We are an Easter people and Alleluia is our song

These two weeks are called Passiontide in the church’s Calendar. They focus on the last two weeks of Jesus’ life. By coincidence my journey in this blog through Mark’s Gospel enters the writer’s build up through the story to the trial and execution of Jesus. Here in chapter nine verse 31 the author puts some editorial words into the mouth of Jesus:

The Son of Man is to be betrayed into human hands, and they will kill him, and three days after being killed he will rise again.

Of course Jesus knew the risk he took in going to Jerusalem and no doubt he tried to prepare his followers for trouble but as usual Mark reveals the disciples’ lack of understanding. These words bear the quality of Mark’s hindsight.

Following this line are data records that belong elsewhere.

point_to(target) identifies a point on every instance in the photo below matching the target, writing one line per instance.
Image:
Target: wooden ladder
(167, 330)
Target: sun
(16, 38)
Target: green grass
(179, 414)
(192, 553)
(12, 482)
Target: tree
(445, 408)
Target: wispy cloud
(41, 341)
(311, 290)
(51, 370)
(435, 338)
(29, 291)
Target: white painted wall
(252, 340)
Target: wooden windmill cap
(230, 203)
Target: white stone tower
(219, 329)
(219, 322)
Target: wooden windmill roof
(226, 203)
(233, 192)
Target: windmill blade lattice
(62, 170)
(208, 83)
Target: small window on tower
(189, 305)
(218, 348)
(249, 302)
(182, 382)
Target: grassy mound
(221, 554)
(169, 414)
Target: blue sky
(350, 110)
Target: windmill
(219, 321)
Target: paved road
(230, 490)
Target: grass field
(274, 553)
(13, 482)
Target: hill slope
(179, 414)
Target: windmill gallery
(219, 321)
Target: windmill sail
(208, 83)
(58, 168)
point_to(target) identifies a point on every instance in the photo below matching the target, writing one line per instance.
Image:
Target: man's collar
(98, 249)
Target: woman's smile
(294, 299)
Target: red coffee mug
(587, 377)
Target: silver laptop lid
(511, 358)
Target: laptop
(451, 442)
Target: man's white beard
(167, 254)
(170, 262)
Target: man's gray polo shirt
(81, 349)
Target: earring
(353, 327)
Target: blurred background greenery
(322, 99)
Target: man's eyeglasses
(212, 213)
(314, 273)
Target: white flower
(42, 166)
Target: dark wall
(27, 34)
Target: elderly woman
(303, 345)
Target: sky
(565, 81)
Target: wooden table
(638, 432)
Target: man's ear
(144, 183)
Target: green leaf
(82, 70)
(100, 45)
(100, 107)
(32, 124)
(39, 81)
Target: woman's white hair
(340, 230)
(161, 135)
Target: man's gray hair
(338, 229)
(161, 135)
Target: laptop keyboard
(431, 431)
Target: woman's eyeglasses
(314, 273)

But hang on! All of us Christians have the benefit of hindsight. As a memorable poster once proclaimed: “We are an Easter people and alleluia is our song.” Which is why I find these two weeks leading up to Easter somewhat difficult. They demand that I forget that I am already part of the Easter experience in order to relive, in some liturgical detail, the events that led up to the death of Jesus. Why? Because the Gospel writers (and the church) are keen to help me interpret what happened to Jesus in the light of the Hebrew scriptures (the Old Testament to Christians). They want me to see Jesus as a saviour. But as you can see from the heading to this blog,  my purpose is to recover the idea of Jesus as a Wisdom Teacher. He is a teacher who offers ‘salvation’ but not, in my experience, because he ‘died for my sins’. Rather, he shows me the way and teaches me how to walk it. His demonstration of the way included his willingness to die and plenty of his followers have likewise been willing to follow that way to a similar end. Christians were known at first as followers of The Way. We are offered a way to live, not a set of beliefs to accept.

So I wish Easter came before Holy Week in the church’s calendar if only to try and avoid some of the misunderstanding that surrounds the life and ministry of Jesus of Nazareth. The miracle is that so much of his teaching still shines through the spin so quickly put on it even among the earliest followers of the Way. Some of these misunderstandings are dealt with in the next verses of chapter nine. I’ll take a look at them in my next blog entry.